In May 2007, Northfield Laboratories released preliminary results of the pivotal phase III clinical trial of Polyheme and have applied for a marketing license from the FDA (57). In spite of the concerns revealed by the research of bioethicists such as Kipnis et al., at the current time, the FDA has not made a public statement regarding the protocol of the Polyheme trials. Furthermore, the ambiguities in the SPA and ERW conditions have not been formally addressed and the regulations remain as is (2, 4, 52, 53).

CONCLUSIONS

The conflict in policy between the SPA guidelines and the ERW creates uncertainty in the regulatory process. The ambiguity of the guidelines for IRB evaluation leaves ample room for clinical trial sponsors to avoid unfavourable outcomes. More tightly regulating the submission and review process could alleviate this problem.

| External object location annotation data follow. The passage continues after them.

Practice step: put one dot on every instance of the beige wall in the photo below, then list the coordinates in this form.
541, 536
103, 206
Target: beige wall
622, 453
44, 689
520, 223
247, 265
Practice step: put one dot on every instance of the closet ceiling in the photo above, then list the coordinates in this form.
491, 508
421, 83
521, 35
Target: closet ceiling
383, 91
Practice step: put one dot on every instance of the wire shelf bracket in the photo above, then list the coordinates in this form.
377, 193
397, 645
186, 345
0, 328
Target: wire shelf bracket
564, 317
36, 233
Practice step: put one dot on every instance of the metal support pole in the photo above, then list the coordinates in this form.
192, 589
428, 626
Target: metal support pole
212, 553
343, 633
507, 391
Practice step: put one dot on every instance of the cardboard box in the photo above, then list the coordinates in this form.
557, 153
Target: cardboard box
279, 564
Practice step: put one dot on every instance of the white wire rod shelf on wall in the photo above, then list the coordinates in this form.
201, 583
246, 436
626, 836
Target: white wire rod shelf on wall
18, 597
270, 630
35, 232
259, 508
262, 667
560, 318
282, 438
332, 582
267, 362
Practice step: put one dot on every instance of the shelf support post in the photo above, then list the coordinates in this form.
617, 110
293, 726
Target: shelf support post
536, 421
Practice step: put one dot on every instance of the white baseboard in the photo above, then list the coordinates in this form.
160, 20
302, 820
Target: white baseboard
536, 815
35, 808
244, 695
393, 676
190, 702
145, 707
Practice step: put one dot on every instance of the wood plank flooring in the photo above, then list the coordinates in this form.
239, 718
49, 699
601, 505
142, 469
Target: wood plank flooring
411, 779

In light of the safety and efficacy demonstrated in pre-phase III trials of Polyheme, the potential clinical benefits to incapacitated subjects by participation in the Polyheme clinical trial clearly outweigh the potential risks. For this reason, it is imperative that regulatory statutes such as the ERW and SPA exist to facilitate speedy investigation of potentially lifesaving therapies like Polyheme. Once, however, an incapacitated subject enters a situation in which a satisfactory treatment is available, he possesses an inherent right to be given the standard treatment. The absence of a requirement in the Polyheme clinical trial to administer allogeneic blood to victims upon arrival at the hospital is unethical. Thus, the regulations concerning the informed consent of incapacitated patients for clinically investigating emergency therapies should be reviewed.

In spite of the concerns surrounding the design of the Phase III clinical trials, Polyheme needed to be given the opportunity to prove its efficacy in a clinical setting. If Polyheme fulfills the promises its creators have made, clinical outcomes for pre-hospital hemorrhagic shock victims will be drastically improved.